Summary: After thinking about it for a few days, I have come to a conclusion about what I felt was wrong with the recent Doctor Who Episode: "The Victory of the Daleks". Ironically, I think it was a matter of timing.
Summary: After thinking about it for a few days, I have come to a conclusion about what I felt was wrong with the recent Doctor Who Episode: "The Victory of the Daleks". Ironically, I think it was a matter of timing.
I had nothing but good things to say about "The Eleventh Hour": the opening episode for the Eleventh Doctor. Though I did not right up a review of the second episode—"The Beast Below"—I was less thrilled with it overall, but understanding Moffat's plan to give a little of a fresh start lead-in for new watchers, I was ok with it. The ending ended up being something of a trap, a narrative device to show all horrible things are not that horrible, that all non-horrible things are not all that non-horrible, and that hot red-headed women actually have more merits than pretty eyes.

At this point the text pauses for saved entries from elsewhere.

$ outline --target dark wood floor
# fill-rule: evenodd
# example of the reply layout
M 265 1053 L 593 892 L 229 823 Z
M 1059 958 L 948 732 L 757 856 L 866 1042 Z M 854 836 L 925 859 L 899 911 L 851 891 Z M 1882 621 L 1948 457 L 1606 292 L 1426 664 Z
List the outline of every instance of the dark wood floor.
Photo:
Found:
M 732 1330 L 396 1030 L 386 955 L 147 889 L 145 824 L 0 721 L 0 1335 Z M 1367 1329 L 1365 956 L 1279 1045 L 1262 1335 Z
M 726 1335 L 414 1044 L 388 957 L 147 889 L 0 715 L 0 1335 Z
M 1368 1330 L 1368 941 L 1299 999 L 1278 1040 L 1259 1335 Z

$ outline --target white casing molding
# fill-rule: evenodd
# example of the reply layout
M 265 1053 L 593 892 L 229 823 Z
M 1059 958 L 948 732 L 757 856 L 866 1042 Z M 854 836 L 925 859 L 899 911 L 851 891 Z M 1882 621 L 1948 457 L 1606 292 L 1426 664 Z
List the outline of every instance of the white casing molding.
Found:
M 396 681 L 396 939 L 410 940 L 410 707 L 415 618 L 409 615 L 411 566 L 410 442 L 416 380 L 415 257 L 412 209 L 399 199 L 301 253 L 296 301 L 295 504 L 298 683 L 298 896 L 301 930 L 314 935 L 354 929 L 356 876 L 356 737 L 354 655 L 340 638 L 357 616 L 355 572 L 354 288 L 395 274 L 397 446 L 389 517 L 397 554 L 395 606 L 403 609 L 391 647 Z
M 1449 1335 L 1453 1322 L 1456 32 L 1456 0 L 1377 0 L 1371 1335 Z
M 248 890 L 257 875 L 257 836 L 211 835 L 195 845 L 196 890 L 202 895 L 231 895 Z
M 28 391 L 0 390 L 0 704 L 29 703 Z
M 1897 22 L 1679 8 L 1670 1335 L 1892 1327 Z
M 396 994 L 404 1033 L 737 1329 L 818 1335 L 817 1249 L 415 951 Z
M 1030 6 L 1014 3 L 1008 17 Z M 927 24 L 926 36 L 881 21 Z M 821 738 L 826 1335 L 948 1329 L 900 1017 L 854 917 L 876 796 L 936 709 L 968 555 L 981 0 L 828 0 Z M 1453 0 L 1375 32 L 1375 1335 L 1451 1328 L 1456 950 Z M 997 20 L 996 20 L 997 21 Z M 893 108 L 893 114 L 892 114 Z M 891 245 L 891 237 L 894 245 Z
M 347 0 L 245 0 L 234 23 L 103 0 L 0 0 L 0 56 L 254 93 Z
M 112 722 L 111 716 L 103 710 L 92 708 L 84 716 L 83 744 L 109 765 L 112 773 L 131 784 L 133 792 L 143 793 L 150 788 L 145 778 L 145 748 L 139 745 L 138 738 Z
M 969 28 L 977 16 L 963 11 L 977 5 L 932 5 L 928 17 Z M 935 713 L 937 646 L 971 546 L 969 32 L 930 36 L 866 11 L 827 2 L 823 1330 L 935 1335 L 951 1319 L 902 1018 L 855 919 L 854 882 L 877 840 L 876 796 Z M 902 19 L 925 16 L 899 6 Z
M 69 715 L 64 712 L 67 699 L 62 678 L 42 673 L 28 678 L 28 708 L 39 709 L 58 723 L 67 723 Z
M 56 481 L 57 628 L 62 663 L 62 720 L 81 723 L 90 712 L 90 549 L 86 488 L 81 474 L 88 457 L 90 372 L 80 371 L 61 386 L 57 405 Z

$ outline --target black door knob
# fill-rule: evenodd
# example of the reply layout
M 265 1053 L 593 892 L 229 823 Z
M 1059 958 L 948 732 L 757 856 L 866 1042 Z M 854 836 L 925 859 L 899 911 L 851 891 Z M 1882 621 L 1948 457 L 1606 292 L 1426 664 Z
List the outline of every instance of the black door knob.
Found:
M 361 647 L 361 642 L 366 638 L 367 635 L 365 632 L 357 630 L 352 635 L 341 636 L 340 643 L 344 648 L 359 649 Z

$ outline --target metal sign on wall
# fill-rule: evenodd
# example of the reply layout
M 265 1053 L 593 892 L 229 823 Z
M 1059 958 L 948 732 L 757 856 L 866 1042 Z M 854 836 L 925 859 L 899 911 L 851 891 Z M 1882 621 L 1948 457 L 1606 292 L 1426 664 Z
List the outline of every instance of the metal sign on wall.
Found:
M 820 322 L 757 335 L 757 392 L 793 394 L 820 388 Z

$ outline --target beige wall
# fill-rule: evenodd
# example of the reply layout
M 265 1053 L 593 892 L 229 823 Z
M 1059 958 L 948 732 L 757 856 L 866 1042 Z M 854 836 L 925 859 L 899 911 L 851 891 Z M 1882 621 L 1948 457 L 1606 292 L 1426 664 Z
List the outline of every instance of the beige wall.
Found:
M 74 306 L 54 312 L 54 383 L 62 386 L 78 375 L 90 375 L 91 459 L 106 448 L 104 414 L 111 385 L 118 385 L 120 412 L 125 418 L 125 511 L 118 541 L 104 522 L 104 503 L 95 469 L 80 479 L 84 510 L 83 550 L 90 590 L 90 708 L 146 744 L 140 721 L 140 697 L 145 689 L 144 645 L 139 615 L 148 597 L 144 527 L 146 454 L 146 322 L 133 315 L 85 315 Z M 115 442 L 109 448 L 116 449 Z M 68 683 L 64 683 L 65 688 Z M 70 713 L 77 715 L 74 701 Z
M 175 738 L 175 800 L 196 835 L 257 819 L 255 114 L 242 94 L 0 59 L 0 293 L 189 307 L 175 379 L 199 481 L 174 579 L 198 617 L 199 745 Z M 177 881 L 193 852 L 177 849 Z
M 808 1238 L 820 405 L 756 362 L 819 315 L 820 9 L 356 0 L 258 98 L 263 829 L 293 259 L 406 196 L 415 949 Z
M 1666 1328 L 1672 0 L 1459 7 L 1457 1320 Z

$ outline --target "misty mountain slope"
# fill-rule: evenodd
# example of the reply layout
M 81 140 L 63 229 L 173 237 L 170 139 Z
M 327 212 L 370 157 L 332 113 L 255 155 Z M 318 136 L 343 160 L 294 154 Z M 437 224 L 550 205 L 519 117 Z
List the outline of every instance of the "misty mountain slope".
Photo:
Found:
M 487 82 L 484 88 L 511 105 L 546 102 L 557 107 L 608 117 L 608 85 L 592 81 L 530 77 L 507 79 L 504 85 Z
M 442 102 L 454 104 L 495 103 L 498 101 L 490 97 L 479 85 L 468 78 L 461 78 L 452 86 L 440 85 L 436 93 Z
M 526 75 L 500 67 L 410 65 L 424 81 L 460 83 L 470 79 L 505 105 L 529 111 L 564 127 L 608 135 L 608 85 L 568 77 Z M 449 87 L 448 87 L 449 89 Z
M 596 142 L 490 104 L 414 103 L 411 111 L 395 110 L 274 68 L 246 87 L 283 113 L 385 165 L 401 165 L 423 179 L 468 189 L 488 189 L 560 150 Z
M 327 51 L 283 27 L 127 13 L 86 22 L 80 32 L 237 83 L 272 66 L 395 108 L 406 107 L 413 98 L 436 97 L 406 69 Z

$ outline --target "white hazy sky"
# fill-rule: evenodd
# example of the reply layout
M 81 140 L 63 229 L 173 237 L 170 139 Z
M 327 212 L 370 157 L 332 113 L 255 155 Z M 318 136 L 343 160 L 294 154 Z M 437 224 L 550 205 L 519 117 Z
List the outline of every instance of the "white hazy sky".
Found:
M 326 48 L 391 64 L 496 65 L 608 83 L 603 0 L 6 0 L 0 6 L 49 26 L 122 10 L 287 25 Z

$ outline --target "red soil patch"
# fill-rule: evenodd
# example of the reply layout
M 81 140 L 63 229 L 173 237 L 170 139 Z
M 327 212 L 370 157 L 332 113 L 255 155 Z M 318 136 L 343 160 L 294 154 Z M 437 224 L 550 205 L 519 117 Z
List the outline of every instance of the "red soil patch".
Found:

The ending was more lovey-dovey and cute than reasonable, but it kind of worked as far as re-introducing the two primary facts of the Doctor: he is this big sweet-heart is who also a member of an arrogant, occasionally violent (on the scale of destroying star-systems) race. The ostensibly last member, though plot twists are the thing of screenwriters. However, the drop in quality I perceived from the first episode to the second was again carried over from the second to the third. Hmm.
Without going into great big details on the episode, I will try and sum it up. The Doctor is called by Winston Churchill (some sort of bat-phone, apparently) to come investigate something called "the iron-sides". Which are Daleks dressed up in green with a little British flag on their forehead. As far as Dalek designs go, I dig it, actually. I would be ok if someone, anyone, was to track down that toy to add to my Dalek collection. Back to the ep... They meet an engineer named Blakewell who "created" these Daleks, and the next twenty minutes is basically the Doctor shouting "But, their Daleks!" and everyone, including someone who should have been around for "The Journey's End" storyline having no idea what this means. The final twenty minutes is the explanation of what they are up to, and the Doctor not so much running around and standing and listening, and stuff happens. While one obvious problem is the derivativeness of the episode, the bigger problem is something that is almost intangible. It does not fit together. Oh, it fits together enough to work as episode, and the ending works to sort of free the Daleks from the pit that was dug for them over the Russel T. Davies years; but the overall flavor just does not congeal. After thinking about it for a couple of days, it occurred to me that there simply was not enough time.
Exposing that there is a master plan only takes about eight minutes after the Daleks come on screen, and it is explained something like five or six minutes later. Of the forty-two minutes of the episode, what could be thought of acts one through four are done before the half way point. The fifth act, the "come back" act, is stretched out for the remaining twenty-four minutes. Not unexpectedly, it sort of has its own act structure with yet-another-challenge being posited, requiring a hasty response: the Spitfires in space you see in the trailer. It should be known, though, that as cool as that scene is, it is left no time to breathe or to even make a whole lot of sense in the amount given it in the show. Had this been a two-parter, that could have been hours or days later. I think the time frame mentioned in the show put it as something under an hour. Even in a universe with an alien in a time-travelling box, that feels a bit ludicrous. Then we get to the final scenes, the "What will the Doctor Choose!?" moments and we are left with about seventy-five percent of a certain character's development occurring in a single scene. Again, with a two parter, that character could have been exposed in a half-dozen scenes and the end could have been a careful calling out to it.
We are left with two more stepping-stones into the Moffat Masterplan (what's up with Amy's memory, and the new Daleks, the first real redesign since, what, the 70s, excepting the hover-abilities first demonstrated in "Remembrance of the Daleks"?) but an otherwise unfulfilling episode. Matt Smith continues to be the highlight, combining past elements of the Doctor in interesting ways (Second era eccentricity gives way to a Sixth era emotional response and even to a Fourth era play on words). Karen Gillan is still a contender to be a worthy companion, but mostly the writers are repeating a mixture of Martha and Rose. If Amy Pond is going to do anything, she needs a script that calls for more than random facial expressions and hinting at how much she loves the Doctor. I enjoyed Ian McNiece's teddy-bear version of Churchill, though without enough time to really look at the fellow, we are left with a flattened image. The same of Bill Paterson's Bracewell.
Part of me will continue to assume that this was a two-parter and I just watched the synopsis. It helps it to make more sense. Without that, though, the best rating I can give it is a Fair (+0.3). The fifth season, as a whole, still warrants a Good (+1.3). Now that River Song and the Weeping Angels are coming back, I'm curious to see how that is played out.